The best way to get energy and satisfy hunger is to eat a handful of nuts! Nuts are high in protein, fiber, healthy fats, vitamins, minerals, enzymes and antioxidants—all of the necessary components of a healthy balanced meal.
Researchers found that people who ate nuts every day lived longer, healthier lives than people who didn’t eat nuts. The most obvious benefit was a reduction of 29 percent in deaths from heart disease — the number one cause of death in the United States. But they also saw a significant reduction —11 percent — in the risk of dying from cancer.
And people who ate nuts gained less weight over time than people who didn’t, which shows that eating nuts does not necessarily pack on pounds. However, portion control is key. Eating too much of any food can affect weight loss efforts.
As a good source of protein, healthy fats, vitamins, minerals, fiber, and several potent antioxidants, nuts are one of nature’s nutrient-rich foods. The study found that it doesn’t matter what type of nuts were eaten–almonds, walnuts, pecans, cashews, macadamia nuts, pistachios, etc—they all had life-saving effects.

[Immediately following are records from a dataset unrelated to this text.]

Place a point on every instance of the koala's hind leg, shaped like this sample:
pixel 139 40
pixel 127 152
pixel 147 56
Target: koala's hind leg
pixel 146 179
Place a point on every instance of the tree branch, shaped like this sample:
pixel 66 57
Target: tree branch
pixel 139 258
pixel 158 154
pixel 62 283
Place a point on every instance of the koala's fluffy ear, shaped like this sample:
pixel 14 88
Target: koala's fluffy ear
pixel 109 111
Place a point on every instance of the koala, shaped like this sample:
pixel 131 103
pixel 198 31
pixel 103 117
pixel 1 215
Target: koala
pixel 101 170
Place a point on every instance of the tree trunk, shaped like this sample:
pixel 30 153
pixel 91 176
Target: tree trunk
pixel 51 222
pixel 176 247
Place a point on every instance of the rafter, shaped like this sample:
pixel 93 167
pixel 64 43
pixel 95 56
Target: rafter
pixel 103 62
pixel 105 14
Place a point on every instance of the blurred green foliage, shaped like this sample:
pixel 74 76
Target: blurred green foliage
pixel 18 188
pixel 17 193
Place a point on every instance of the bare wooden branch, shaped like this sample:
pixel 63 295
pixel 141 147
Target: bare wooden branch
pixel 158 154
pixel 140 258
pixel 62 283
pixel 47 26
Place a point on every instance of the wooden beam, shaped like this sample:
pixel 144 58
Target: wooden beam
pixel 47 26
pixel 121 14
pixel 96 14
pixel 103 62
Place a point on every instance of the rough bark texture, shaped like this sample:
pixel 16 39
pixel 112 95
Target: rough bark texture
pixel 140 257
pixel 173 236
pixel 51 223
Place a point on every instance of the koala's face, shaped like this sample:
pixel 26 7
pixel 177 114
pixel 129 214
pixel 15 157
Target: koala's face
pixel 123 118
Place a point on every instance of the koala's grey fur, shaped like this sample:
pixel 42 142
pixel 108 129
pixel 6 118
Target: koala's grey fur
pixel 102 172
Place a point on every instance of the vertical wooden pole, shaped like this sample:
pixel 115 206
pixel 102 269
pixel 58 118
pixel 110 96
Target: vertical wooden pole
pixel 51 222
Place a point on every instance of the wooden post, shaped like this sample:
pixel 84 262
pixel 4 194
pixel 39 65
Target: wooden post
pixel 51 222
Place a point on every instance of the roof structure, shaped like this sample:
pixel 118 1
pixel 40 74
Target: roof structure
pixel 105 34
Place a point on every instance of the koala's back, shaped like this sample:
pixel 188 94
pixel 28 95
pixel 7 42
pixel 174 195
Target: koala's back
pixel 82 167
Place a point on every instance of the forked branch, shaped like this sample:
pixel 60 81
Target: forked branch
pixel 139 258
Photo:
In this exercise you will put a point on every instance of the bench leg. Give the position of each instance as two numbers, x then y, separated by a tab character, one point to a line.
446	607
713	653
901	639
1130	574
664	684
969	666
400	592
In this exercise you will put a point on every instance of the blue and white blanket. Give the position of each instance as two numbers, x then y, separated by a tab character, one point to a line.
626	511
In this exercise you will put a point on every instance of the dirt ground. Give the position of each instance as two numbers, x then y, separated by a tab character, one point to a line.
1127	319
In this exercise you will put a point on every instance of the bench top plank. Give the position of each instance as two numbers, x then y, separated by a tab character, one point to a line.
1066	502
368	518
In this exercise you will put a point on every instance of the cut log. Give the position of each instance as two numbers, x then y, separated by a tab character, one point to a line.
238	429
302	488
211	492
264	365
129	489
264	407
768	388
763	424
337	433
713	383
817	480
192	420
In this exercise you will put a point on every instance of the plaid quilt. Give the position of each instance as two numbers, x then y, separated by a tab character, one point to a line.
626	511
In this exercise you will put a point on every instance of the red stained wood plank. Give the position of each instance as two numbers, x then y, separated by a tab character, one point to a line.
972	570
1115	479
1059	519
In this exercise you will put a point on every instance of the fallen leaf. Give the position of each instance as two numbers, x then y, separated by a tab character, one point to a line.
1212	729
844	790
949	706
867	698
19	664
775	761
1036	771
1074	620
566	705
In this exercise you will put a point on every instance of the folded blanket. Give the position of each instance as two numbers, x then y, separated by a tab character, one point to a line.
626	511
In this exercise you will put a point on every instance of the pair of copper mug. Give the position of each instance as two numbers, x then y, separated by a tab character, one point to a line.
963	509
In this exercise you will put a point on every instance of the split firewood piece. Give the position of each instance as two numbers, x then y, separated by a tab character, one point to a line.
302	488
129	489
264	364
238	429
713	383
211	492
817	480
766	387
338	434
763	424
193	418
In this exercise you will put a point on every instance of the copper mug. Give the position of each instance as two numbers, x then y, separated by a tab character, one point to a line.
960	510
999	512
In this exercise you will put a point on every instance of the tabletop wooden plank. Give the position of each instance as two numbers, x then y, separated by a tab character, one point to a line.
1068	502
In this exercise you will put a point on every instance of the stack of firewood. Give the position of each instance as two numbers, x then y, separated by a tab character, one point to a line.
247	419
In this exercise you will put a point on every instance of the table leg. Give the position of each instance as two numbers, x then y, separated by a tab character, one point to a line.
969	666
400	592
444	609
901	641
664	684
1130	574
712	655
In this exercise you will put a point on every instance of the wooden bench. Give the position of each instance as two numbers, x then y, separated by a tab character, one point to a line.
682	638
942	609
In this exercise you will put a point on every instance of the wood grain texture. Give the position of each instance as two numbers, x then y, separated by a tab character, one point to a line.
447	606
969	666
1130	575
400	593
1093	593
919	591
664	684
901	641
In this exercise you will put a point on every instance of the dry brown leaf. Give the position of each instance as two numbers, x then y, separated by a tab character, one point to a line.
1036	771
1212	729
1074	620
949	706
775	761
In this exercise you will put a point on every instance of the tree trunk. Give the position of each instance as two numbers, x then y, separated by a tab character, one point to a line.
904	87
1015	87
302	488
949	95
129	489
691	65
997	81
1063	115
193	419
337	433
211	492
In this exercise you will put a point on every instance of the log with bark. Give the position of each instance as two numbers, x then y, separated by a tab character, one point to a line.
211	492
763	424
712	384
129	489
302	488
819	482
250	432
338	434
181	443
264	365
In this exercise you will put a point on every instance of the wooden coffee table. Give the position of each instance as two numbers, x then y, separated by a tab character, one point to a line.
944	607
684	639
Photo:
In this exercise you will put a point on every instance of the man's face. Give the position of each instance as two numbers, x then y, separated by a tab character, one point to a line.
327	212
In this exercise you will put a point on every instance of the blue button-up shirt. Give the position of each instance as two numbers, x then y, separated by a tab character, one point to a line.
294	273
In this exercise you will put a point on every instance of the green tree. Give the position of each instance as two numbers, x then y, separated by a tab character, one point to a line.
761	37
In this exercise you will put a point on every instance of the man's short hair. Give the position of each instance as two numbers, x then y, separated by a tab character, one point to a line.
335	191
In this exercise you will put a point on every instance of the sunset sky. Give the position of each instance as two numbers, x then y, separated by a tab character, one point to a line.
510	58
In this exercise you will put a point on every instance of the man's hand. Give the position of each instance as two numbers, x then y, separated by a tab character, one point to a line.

Other smaller studies have found that people who eat nuts have all sorts of biological benefits: less inflammation, which is linked to heart disease and cancer; less fat packed around the internal organs; better blood sugar levels; lower blood pressure — and even fewer gallstones.
We recommend eating nuts in their raw form, not roasted. Roasting nuts destroys their healthy fats and turns them rancid.